Em 19 de setembro de 2010, Arthur nasceu com 49 cm e 3,530 kg. Ótimas medidas e perfeito estado de saúde, contrariando aqueles que consideram impossível uma mãe vegana dar à luz um filho saudável. Naquele momento, eu estava com 39 anos de idade e tivera uma gravidez sem contratempos. Apenas um pouquinho de inchaço na reta final, quando a retenção de líquidos aumenta.

Dois dias depois, tivemos alta, saímos da maternidade, e Arthur começou o convívio com os outros habitantes de nosso pequeno apartamento: Miloca, Marília e Dirceu, três gatos muito queridos. Há mais felinos em nossa família. Mas, assim como os cachorros, eles moram na chácara ou ficam na casa de minha mãe, que é mais espaçosa.

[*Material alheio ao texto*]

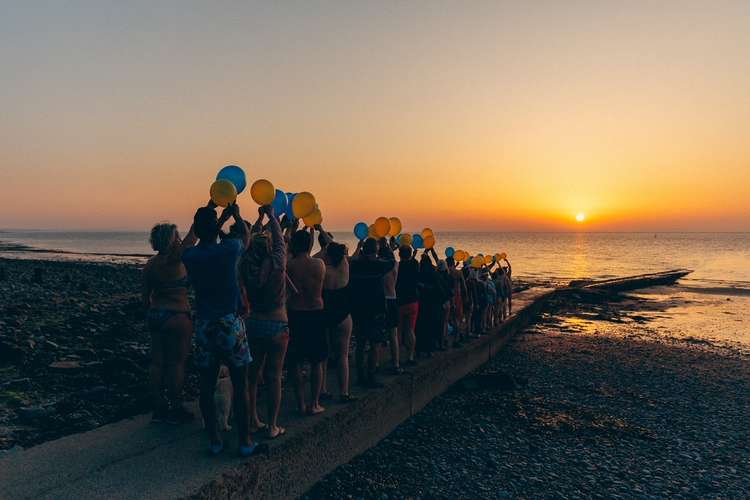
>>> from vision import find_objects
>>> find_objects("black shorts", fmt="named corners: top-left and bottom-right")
top-left (385, 299), bottom-right (398, 328)
top-left (352, 314), bottom-right (387, 344)
top-left (286, 309), bottom-right (328, 364)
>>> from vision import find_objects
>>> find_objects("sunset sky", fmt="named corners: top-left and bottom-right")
top-left (0, 0), bottom-right (750, 231)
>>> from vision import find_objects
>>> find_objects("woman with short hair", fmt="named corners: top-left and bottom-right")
top-left (143, 223), bottom-right (196, 424)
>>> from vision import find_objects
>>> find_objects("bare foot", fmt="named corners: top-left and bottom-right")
top-left (250, 420), bottom-right (267, 432)
top-left (309, 403), bottom-right (326, 415)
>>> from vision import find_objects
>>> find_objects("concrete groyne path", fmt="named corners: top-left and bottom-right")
top-left (0, 288), bottom-right (604, 499)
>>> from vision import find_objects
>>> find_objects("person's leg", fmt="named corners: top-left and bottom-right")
top-left (226, 363), bottom-right (253, 446)
top-left (333, 316), bottom-right (352, 396)
top-left (150, 329), bottom-right (167, 420)
top-left (310, 360), bottom-right (326, 414)
top-left (367, 342), bottom-right (381, 384)
top-left (247, 338), bottom-right (267, 429)
top-left (388, 328), bottom-right (401, 371)
top-left (266, 332), bottom-right (289, 437)
top-left (289, 360), bottom-right (307, 415)
top-left (354, 321), bottom-right (367, 385)
top-left (162, 314), bottom-right (193, 410)
top-left (200, 358), bottom-right (221, 446)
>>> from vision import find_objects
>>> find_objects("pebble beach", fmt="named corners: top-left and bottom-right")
top-left (304, 288), bottom-right (750, 499)
top-left (0, 259), bottom-right (197, 450)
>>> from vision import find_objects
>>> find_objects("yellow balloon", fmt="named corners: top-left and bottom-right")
top-left (294, 191), bottom-right (316, 219)
top-left (250, 179), bottom-right (276, 205)
top-left (373, 217), bottom-right (391, 238)
top-left (388, 217), bottom-right (401, 236)
top-left (209, 179), bottom-right (237, 207)
top-left (302, 207), bottom-right (323, 227)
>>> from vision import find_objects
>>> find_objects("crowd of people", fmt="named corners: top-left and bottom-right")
top-left (144, 202), bottom-right (512, 457)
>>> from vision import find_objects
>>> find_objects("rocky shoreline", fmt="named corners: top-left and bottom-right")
top-left (304, 293), bottom-right (750, 499)
top-left (0, 258), bottom-right (196, 450)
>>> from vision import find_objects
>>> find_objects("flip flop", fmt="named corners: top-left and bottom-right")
top-left (239, 442), bottom-right (268, 458)
top-left (268, 425), bottom-right (286, 439)
top-left (307, 406), bottom-right (326, 417)
top-left (208, 442), bottom-right (224, 456)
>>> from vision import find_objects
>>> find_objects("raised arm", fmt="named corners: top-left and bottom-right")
top-left (182, 224), bottom-right (198, 250)
top-left (231, 203), bottom-right (250, 249)
top-left (250, 207), bottom-right (266, 235)
top-left (261, 205), bottom-right (286, 269)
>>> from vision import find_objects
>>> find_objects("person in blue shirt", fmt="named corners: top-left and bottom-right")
top-left (182, 203), bottom-right (262, 457)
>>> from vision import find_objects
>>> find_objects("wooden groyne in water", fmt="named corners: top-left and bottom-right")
top-left (0, 276), bottom-right (692, 499)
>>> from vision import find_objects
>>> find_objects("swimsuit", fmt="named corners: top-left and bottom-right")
top-left (146, 308), bottom-right (190, 332)
top-left (250, 318), bottom-right (289, 339)
top-left (385, 297), bottom-right (399, 328)
top-left (194, 313), bottom-right (253, 368)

Desde os primeiros dias com o bebê em casa, surpreendi-me com a noção de ética dos felinos. Eles respeitaram de tal forma as coisas do Arthur que eu nunca precisei tirá-los, por exemplo, das gavetas de roupas do pequeno (e olha que eles adoram entrar nas minhas!).  Era como se dissessem: “Entendemos que ele é seu filhote, não vamos dificultar as coisas, ok?”.

Aos poucos, eles foram se conhecendo e se aproximando. Hoje, o Arthur e os gatos brincam juntos — não no mesmo ritmo, é claro, pois uma das gatas tem 17 anos e quer dormir, não farrear! Mas eles dividem harmoniosamente o chão da sala, os brinquedos e até o carrinho de bebê…

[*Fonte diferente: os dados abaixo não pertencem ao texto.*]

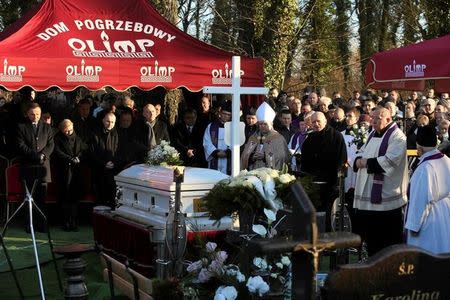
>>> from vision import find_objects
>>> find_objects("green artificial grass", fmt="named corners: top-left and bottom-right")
top-left (0, 225), bottom-right (127, 300)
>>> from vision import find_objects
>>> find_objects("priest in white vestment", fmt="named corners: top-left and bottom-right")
top-left (353, 108), bottom-right (408, 256)
top-left (241, 102), bottom-right (291, 170)
top-left (203, 101), bottom-right (231, 175)
top-left (405, 125), bottom-right (450, 254)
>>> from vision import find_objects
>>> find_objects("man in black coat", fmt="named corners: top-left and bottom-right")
top-left (71, 98), bottom-right (97, 144)
top-left (91, 112), bottom-right (126, 208)
top-left (52, 119), bottom-right (88, 231)
top-left (300, 112), bottom-right (347, 229)
top-left (171, 109), bottom-right (206, 168)
top-left (133, 104), bottom-right (170, 161)
top-left (16, 102), bottom-right (54, 231)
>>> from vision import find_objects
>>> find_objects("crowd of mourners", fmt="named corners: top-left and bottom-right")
top-left (0, 88), bottom-right (450, 256)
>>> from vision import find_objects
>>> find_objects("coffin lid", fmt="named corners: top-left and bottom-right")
top-left (115, 164), bottom-right (229, 191)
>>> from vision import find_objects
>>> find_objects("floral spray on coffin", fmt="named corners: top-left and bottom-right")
top-left (203, 168), bottom-right (295, 233)
top-left (200, 168), bottom-right (295, 299)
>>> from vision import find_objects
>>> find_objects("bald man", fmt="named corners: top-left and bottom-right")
top-left (133, 104), bottom-right (170, 161)
top-left (90, 112), bottom-right (123, 208)
top-left (353, 108), bottom-right (408, 255)
top-left (300, 112), bottom-right (347, 229)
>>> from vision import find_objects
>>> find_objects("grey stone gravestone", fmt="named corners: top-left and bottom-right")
top-left (248, 183), bottom-right (361, 300)
top-left (322, 245), bottom-right (450, 300)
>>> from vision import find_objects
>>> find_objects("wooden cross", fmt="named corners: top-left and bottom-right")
top-left (249, 183), bottom-right (361, 300)
top-left (203, 56), bottom-right (269, 177)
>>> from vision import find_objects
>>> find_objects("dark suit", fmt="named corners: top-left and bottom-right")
top-left (171, 122), bottom-right (207, 168)
top-left (16, 120), bottom-right (54, 220)
top-left (133, 119), bottom-right (170, 161)
top-left (72, 113), bottom-right (98, 144)
top-left (90, 128), bottom-right (125, 207)
top-left (52, 132), bottom-right (88, 228)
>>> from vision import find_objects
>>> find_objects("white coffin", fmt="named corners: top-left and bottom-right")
top-left (115, 164), bottom-right (232, 231)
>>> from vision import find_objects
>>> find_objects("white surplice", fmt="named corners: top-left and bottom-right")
top-left (203, 123), bottom-right (230, 174)
top-left (405, 150), bottom-right (450, 254)
top-left (341, 130), bottom-right (358, 192)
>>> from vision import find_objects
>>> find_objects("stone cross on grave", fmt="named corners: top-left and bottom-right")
top-left (203, 56), bottom-right (268, 177)
top-left (248, 183), bottom-right (361, 300)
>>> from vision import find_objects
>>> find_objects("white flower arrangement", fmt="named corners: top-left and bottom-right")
top-left (146, 140), bottom-right (183, 166)
top-left (229, 168), bottom-right (295, 211)
top-left (247, 276), bottom-right (270, 297)
top-left (348, 124), bottom-right (367, 149)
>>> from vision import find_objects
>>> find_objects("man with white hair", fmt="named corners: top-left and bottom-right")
top-left (420, 98), bottom-right (437, 126)
top-left (353, 108), bottom-right (408, 255)
top-left (241, 102), bottom-right (290, 170)
top-left (203, 101), bottom-right (231, 175)
top-left (300, 112), bottom-right (347, 229)
top-left (405, 125), bottom-right (450, 254)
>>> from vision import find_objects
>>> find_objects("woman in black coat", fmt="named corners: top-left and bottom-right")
top-left (54, 119), bottom-right (88, 231)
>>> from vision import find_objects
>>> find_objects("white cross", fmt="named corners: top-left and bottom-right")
top-left (203, 56), bottom-right (269, 177)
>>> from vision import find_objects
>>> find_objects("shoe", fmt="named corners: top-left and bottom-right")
top-left (70, 220), bottom-right (79, 232)
top-left (63, 222), bottom-right (71, 232)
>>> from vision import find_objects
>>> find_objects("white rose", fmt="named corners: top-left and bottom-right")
top-left (206, 242), bottom-right (217, 253)
top-left (236, 271), bottom-right (245, 282)
top-left (186, 260), bottom-right (203, 273)
top-left (279, 174), bottom-right (295, 184)
top-left (214, 286), bottom-right (237, 300)
top-left (253, 257), bottom-right (267, 270)
top-left (252, 224), bottom-right (267, 237)
top-left (246, 276), bottom-right (269, 297)
top-left (281, 256), bottom-right (291, 266)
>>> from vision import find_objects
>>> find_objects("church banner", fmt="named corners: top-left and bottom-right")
top-left (0, 0), bottom-right (264, 91)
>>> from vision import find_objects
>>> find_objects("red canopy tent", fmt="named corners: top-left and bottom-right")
top-left (365, 35), bottom-right (450, 92)
top-left (0, 0), bottom-right (264, 91)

Arthur é esperto. Suas primeiras palavras foram “ga” (apontando os gatos), “tata” (referindo-se às tartarugas que moram na escolinha que ele frequenta desde que voltei a trabalhar), “tetê” (leite”), “au-au” e “alô” — sim, ele “usa” um celular — de brinquedo, é lógico.

Agora estou esperando que ele se digne a falar mamãe!
Sílvia Lakatos Varuzza, 40, jornalista e historiadora.